Non-Gaussian Fluctuations in Biased Resistor Networks: Size Effects versus Universal Behavior.

We study the distribution of the resistance fluctuations of biased resistor networks in nonequilibrium steady states. The stationary conditions arise from the competition between two stochastic and biased processes of breaking and recovery of the elementary resistors. The fluctuations of the network resistance are calculated by Monte Carlo simulations which are performed for different values of the applied current, for networks of different size and shape and by considering different levels of intrinsic disorder. The distribution of the resistance fluctuations generally exhibits relevant deviations from Gaussianity, in particular when the current approaches the threshold of electrical breakdown.
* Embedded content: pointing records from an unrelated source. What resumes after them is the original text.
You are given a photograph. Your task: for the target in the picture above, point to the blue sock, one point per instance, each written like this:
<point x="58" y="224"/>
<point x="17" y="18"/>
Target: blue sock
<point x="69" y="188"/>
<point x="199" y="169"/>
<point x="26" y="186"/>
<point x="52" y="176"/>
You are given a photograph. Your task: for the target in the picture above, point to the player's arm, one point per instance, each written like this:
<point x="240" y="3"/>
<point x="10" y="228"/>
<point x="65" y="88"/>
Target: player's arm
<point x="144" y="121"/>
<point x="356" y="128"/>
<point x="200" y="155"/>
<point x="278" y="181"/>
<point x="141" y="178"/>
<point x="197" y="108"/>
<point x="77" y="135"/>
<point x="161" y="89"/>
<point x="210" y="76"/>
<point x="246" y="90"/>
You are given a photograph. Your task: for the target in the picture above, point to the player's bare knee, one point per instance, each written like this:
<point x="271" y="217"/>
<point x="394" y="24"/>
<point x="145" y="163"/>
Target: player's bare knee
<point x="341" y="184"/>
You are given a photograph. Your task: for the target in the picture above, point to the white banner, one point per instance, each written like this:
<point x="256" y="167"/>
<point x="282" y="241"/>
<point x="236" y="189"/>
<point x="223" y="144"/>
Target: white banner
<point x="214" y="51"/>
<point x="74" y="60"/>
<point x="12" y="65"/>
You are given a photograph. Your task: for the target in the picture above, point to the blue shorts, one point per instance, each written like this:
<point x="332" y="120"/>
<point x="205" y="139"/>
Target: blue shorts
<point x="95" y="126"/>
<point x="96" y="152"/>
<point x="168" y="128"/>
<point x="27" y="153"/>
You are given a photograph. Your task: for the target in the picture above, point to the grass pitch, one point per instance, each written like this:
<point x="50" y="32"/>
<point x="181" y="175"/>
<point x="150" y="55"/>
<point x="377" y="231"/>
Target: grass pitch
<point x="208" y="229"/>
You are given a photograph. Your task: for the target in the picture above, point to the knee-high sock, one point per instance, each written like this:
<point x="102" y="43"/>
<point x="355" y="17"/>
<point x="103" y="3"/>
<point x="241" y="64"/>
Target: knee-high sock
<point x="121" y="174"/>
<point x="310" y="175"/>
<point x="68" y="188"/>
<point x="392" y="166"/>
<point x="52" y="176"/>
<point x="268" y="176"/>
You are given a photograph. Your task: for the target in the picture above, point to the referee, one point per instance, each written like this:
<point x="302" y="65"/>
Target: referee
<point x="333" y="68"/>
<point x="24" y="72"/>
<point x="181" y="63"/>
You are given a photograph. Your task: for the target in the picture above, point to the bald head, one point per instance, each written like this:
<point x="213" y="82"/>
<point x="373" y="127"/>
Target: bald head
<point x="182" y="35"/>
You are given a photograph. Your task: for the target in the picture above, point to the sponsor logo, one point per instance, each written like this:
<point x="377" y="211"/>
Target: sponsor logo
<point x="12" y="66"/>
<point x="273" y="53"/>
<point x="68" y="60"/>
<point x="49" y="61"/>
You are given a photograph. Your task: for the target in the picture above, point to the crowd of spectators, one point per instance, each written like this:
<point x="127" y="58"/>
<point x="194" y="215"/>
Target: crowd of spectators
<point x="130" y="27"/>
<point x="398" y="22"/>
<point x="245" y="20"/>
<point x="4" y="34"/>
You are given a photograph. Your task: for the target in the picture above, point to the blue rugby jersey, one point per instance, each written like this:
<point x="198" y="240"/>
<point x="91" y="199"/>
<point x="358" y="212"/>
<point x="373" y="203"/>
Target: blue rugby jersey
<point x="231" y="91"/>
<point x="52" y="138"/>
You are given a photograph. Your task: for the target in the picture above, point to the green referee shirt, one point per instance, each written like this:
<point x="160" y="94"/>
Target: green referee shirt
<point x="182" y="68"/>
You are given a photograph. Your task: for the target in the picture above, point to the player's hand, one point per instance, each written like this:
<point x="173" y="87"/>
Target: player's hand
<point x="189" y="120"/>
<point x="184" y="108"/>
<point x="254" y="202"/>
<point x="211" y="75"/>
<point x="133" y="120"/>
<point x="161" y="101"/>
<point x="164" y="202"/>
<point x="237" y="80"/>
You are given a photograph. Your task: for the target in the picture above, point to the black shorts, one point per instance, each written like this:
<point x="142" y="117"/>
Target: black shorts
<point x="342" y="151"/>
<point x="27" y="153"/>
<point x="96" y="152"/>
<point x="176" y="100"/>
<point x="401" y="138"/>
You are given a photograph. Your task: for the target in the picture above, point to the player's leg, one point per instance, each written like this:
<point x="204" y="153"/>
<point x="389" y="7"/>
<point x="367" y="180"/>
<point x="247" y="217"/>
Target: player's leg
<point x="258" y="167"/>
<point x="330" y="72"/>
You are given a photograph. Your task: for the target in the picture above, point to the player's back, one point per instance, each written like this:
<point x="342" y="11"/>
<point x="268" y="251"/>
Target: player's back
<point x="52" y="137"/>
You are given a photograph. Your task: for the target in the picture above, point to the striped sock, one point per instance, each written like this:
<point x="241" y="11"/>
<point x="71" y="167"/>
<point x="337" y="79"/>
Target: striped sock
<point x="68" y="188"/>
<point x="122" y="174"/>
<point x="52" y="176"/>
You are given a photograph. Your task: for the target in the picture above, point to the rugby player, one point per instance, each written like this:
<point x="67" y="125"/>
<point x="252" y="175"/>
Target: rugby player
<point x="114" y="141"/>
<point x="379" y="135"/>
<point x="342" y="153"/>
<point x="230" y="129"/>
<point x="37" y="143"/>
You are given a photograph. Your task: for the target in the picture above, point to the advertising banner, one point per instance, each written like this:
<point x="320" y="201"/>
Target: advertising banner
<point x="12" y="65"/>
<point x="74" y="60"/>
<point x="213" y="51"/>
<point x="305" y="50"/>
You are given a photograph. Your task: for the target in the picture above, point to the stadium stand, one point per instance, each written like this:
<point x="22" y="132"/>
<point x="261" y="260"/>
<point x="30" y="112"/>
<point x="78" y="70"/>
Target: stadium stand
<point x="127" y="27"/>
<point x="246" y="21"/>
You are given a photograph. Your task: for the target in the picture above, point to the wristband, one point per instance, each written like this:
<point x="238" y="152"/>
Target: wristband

For two-dimensional systems we have shown that this non-Gaussianity is in general related to finite size effects, thus it vanishes in the thermodynamic limit, with the remarkable exception of highly disordered networks. For these systems, close to the critical point of the conductor-insulator transition, non-Gaussianity persists in the large size limit and it is well described by the universal Bramwell-Holdsworth-Pinton distribution. In particular, here we analyze the role of the shape of the network on the distribution of the resistance fluctuations. Precisely, we consider quasi-one-dimensional networks elongated along the direction of the applied current or trasversal to it. A significant anisotropy is found for the properties of the distribution. These results apply to conducting thin films or wires with granular structure stressed by high current densities.